Well, then. We've had ourselves quite a couple weeks as Blue Jays fans, haven't we?
Between the Maicer Izturis signing, and then THE TRADE (TM) and most recently the Melky Cabrera signing, your humble correspondent has barely had time to catch his breath. There's been lots of smart, passionate and well-written stuff put out there -- both online and in the good old MSM -- about what's been going on, and I don't want to rehash it too much here.
So without getting too philosophical about what's transpired, and what might still be coming down the pipeline, I have a few short thoughts.

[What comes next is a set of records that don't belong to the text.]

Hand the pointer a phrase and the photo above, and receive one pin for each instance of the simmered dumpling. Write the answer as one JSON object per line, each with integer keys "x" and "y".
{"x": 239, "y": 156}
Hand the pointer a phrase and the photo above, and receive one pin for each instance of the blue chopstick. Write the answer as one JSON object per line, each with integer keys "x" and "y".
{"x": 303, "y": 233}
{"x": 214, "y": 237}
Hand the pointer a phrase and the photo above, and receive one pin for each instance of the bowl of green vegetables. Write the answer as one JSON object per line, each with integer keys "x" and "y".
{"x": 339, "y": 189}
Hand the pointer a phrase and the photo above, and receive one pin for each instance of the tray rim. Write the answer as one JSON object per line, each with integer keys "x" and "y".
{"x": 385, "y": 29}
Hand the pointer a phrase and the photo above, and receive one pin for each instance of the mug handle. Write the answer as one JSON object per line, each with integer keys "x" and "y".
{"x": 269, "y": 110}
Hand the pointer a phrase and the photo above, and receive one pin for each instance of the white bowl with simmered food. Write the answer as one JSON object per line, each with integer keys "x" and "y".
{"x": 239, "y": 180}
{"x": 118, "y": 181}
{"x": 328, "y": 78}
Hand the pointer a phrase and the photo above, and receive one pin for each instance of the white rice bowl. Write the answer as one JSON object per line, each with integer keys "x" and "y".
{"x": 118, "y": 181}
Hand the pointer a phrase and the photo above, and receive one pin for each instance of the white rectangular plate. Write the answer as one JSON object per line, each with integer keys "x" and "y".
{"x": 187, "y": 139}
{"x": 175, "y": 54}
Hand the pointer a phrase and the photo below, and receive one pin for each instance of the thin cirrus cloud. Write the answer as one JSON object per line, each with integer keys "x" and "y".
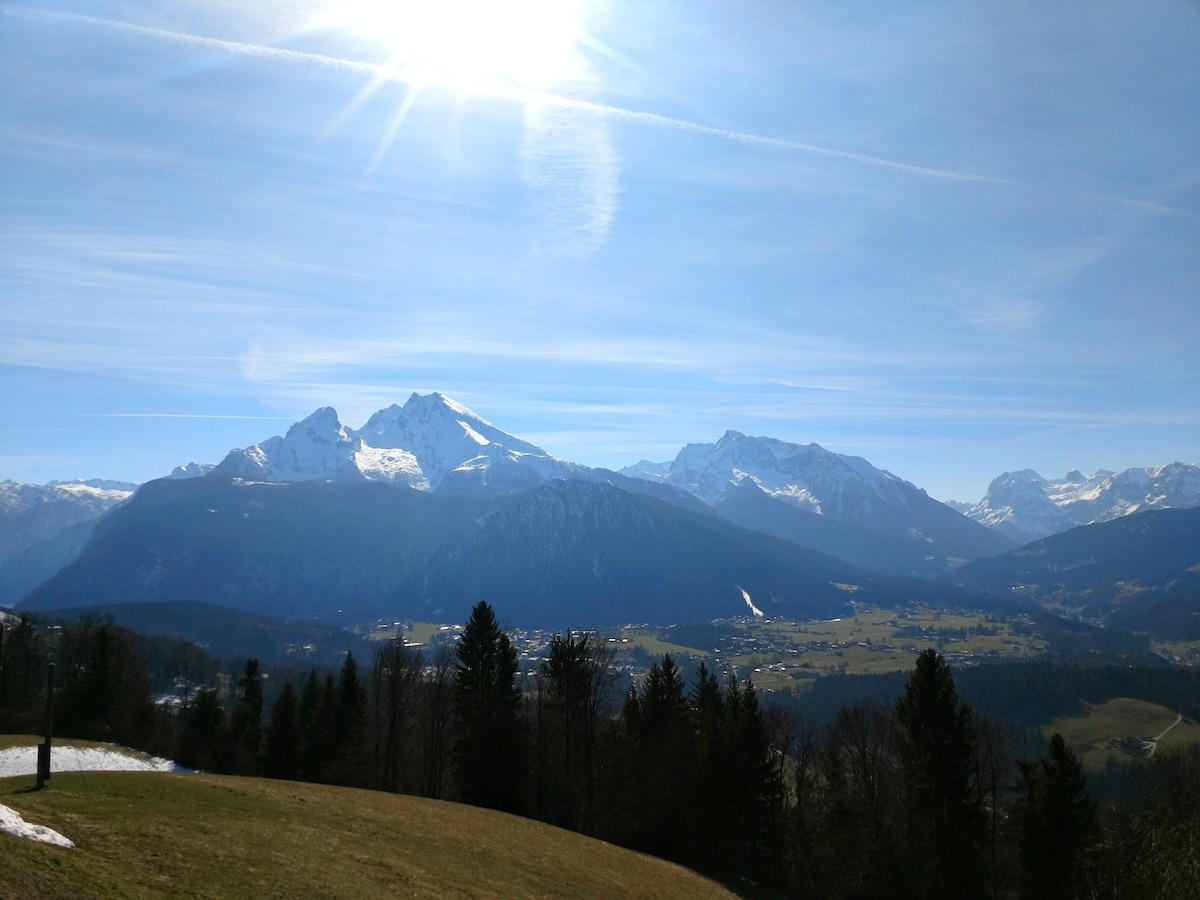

I've been a fan of this team for a long time, but only for the last, say, six or seven years have I followed personnel changes closely enough to form strong opinions about them. I was a much younger man in the early 1990s, and the significance of the Joe Carter/Roberto Alomar trade, or the Paul Molitor or David Cone or Dave Winfield acquisitions, or the others that turned a good team into a great one, were mostly lost on me. I was happy that my team was getting better and ecstatic that they won two championships, but I didn't spend much time thinking about how all that was happening, at what cost, or about whether it would last. I was mostly thinking about who might be able to get me booze for the weekend without getting carded.
Now, I'm an older, more dedicated, (I like to think) more informed, and more opinionated fan than I was in those days. I've tried to recognize the team for what it was for several years: a usually good, never great, fairly entertaining bunch that kept my attention and made me appreciate baseball a little more all the time. At the same time, I understood and accepted that there was a difference between the way they approached the business of the game and the way teams like the Yankees, Red Sox and other big spenders did. I could still enjoy them for what they were.
The past seven to ten days may not have completely turned that whole paradigm on its head, but it's as close as we've seen to that happening. Whether the Toronto Blue Jays, and their corporate ownership at Rogers, now intend to remain a top-5 or top-10 payroll in baseball for perpetuity remains to be seen. But for the time being, the franchise has cast their lot with the big boys.
The expectations are different now, and they might not live up to them. And even if they don't, we'd all be well advised to think back to how we felt this week -- this dizzying blend of optimism, anxiousness, hope and a bit of fear -- and remember that it was still about as good as we've felt about this team for roughly a generation.